Community-associated MRSA is a type of staph infection that is resistant to certain antibiotics. Previous research indicated an increase in SSTI visits associated with community-associated MRSA in the emergency department setting, and also suggested an increase across all ambulatory medical settings.
“In contrast with previous research, our study finds that SSTI visits to physicians’ offices have not increased since the discovery of this ‘drug-resistant superbug’ – community-associated MRSA,” said Daniel Pallin, MD, MPH, lead author of the paper and Director of Research in the Department of Emergency Medicine at BWH.
Because dermatitis, a disease of the skin, is also thought to increase the risk of SSTI, the researchers analyzed office visits at which patients were diagnosed with dermatitis or an SSTI to determine if the two conditions were linked, and if the link became stronger since the discovery of community-associated MRSA. Using the National Ambulatory Medical Care Survey, data from 361,697 physicians’ office visits were collected and the researchers calculated national estimates.
Pallin and colleagues found that dermatitis was diagnosed at 13 million office visits per year, and SSTI were diagnosed at 6.3 million visits per year, with the frequency of both diagnoses remaining unchanged over the study period of 13 years (1993-2005). They also found that dermatitis was associated with SSTI, but that the association did not strengthen over time, while community-associated MRSA became prevalent. The researchers also found that dermatitis is most commonly diagnosed in infants and small children, but that SSTI affect all age groups similarly.

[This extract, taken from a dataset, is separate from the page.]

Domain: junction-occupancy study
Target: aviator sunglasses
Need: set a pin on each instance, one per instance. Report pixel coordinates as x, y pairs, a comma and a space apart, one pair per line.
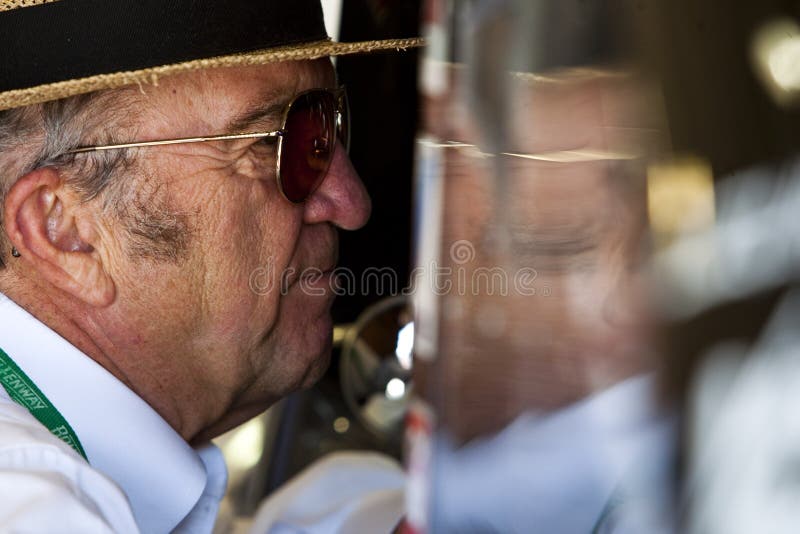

“It appears that we are in the midst of an epidemic of skin and soft-tissue infections, likely due to community-associated MRSA. But we now know that the epidemic seems only to be affecting emergency department visit rates, not office visit rates. The reason for the disproportionate effect upon the emergency department is unknown. Though community-associated MRSA can rarely cause serious infections like pneumonia and septicemia, the importance of the epidemic should not be overblown, as most cases involve only mild superficial infections,” Pallin said. He also emphasized that there is no evidence that skin infections require different treatment today than they did before the advent of community-associated MRSA, stating that “Abscesses are treated surgically, and usually do not require antibiotics, and cellulitis has not been shown to require antibiotics effective against community-associated MRSA.”
Cellulitis is a form of skin infection that is different from abscess, and is the subject of a clinical trial being conducted at BWH, MGH, and Children’s Hospital Boston, by Dr. Pallin and co-authors.